世界中で頻発するさまざまな対立による分断や、SNSなどのインターネットで発信される偏った情報など、混沌とした社会に対して、デザイナーたちはクリエイションで自らの意思を示す。トロンプルイユのトリックで既成概念に対する疑問を投げかけ、サッカーや民族の要素を分かりやすく取り入れて、世界に団結を呼びかける。(この記事は「WWDJAPAN」2024年7月8日号からの抜粋です)
KEYWORD 03:
Doubt Common Sense
「プラダ(PRADA)」
見るものをあざむく
だまし絵のアイデア
近づくことでハッキリと見えてくるデザインの仕掛けが楽しいコレクション。
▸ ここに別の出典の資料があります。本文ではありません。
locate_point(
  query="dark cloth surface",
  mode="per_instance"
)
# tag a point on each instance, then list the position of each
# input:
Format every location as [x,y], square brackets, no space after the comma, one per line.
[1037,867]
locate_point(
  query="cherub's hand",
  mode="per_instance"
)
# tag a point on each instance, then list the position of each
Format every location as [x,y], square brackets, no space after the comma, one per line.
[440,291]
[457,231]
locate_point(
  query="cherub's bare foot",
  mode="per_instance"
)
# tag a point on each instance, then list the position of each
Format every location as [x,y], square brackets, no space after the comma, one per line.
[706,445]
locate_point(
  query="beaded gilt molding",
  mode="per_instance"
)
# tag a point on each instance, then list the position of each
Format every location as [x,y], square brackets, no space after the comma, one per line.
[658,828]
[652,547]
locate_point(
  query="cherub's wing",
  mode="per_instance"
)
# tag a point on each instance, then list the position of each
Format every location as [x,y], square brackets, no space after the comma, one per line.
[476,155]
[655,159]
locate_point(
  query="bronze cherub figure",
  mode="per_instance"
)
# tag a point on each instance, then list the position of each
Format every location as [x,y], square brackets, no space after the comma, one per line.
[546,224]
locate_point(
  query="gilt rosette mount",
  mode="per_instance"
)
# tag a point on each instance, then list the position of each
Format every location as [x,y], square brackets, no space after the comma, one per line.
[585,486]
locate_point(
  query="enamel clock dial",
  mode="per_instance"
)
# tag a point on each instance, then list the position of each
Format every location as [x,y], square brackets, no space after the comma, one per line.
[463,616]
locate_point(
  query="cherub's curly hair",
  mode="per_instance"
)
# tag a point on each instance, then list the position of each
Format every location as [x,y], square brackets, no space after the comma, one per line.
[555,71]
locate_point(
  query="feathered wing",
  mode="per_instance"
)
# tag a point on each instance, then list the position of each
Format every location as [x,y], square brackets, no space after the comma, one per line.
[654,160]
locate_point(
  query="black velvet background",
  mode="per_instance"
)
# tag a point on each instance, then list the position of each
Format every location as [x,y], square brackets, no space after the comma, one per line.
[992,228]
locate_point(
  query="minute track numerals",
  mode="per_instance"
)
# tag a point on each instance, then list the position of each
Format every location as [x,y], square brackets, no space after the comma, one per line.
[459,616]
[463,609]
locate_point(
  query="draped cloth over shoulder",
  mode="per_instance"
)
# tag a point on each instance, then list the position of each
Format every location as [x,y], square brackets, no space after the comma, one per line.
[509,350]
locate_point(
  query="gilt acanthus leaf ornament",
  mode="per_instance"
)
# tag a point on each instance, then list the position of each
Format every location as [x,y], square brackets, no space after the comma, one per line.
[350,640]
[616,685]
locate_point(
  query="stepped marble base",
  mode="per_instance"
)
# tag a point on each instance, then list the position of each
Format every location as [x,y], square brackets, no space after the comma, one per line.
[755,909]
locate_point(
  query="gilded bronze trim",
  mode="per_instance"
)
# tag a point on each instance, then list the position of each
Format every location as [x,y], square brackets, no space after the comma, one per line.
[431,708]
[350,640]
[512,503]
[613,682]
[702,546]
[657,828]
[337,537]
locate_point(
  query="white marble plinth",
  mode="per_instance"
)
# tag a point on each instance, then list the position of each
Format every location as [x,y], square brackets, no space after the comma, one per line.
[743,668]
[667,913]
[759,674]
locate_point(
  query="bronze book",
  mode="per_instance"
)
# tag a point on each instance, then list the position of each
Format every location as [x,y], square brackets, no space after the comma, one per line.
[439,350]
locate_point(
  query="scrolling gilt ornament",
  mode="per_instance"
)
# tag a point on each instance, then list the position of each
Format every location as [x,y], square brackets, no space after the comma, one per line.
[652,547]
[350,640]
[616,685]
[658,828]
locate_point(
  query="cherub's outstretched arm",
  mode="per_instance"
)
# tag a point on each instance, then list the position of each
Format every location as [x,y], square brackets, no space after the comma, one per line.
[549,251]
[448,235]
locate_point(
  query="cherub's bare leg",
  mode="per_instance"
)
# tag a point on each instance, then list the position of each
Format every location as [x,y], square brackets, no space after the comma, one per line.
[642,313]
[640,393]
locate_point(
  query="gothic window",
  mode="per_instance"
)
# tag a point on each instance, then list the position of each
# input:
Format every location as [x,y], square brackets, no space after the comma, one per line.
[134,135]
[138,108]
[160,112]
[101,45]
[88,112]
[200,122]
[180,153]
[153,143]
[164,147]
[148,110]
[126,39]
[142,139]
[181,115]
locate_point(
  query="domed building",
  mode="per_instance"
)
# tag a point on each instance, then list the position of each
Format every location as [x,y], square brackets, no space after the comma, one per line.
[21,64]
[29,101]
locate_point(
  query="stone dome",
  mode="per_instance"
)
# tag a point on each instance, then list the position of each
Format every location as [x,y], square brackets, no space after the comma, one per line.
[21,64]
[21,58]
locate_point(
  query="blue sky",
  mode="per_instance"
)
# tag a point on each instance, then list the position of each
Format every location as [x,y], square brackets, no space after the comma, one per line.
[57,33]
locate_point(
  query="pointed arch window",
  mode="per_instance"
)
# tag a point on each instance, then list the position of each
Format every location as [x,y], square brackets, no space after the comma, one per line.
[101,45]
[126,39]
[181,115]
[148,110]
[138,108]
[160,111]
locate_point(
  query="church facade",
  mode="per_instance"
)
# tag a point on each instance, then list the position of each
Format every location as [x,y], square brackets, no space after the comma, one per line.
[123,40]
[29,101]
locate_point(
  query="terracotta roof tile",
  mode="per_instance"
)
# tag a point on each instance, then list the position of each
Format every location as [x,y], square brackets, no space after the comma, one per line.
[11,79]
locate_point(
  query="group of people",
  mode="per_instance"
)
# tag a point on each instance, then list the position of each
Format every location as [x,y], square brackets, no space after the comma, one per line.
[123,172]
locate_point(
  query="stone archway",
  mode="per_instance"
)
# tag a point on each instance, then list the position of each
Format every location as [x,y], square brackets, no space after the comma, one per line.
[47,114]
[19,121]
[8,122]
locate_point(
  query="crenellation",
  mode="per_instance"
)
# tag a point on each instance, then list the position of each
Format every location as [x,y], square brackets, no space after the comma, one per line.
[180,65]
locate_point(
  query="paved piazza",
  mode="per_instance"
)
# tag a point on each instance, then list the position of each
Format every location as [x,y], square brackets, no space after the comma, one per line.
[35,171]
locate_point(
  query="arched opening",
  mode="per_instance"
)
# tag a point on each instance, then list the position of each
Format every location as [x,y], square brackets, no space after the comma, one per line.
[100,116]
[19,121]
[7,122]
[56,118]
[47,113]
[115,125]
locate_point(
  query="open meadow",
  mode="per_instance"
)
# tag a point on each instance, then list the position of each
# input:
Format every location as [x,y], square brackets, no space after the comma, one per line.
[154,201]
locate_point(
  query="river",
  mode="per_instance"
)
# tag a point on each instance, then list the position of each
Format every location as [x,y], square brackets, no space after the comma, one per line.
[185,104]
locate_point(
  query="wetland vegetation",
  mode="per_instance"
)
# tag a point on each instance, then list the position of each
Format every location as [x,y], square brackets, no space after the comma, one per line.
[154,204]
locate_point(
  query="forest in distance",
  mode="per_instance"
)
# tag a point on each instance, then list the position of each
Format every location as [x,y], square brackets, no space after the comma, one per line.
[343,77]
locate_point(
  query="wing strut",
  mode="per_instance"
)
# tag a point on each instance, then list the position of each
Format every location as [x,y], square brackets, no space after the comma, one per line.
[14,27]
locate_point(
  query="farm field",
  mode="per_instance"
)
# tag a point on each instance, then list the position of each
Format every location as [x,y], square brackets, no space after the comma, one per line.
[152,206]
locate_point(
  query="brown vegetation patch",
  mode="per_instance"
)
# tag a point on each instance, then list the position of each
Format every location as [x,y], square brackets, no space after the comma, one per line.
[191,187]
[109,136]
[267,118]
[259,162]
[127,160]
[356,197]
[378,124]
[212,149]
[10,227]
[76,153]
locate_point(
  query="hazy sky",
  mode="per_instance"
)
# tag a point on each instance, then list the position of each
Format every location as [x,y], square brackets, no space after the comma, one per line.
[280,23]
象徴的なのは、トロンプルイユ(だまし絵)のアイデアだ。例えば、パンツに見られた厚手のツイードは実はプリントだったり、ベルトは忠実に再現したパーツをパンツに接着していたり。ニットのレイヤードに見えるものは全て1枚のセーターで、ポロ襟のデザインも編みで平面的に作っている。また、ミリタリー調のアウターやシャツの袖口や襟にはワイヤーを入れて、クシャクシャに。テーラードアイテムにはシワ加工を施して、生きた感覚をもたらしている。上は着丈や袖が短くコンパクト、下はルーズといった新たなプロポーションバランスと、鮮やかなアクセントカラーで、自由な精神や若々しい楽観主義を表現した。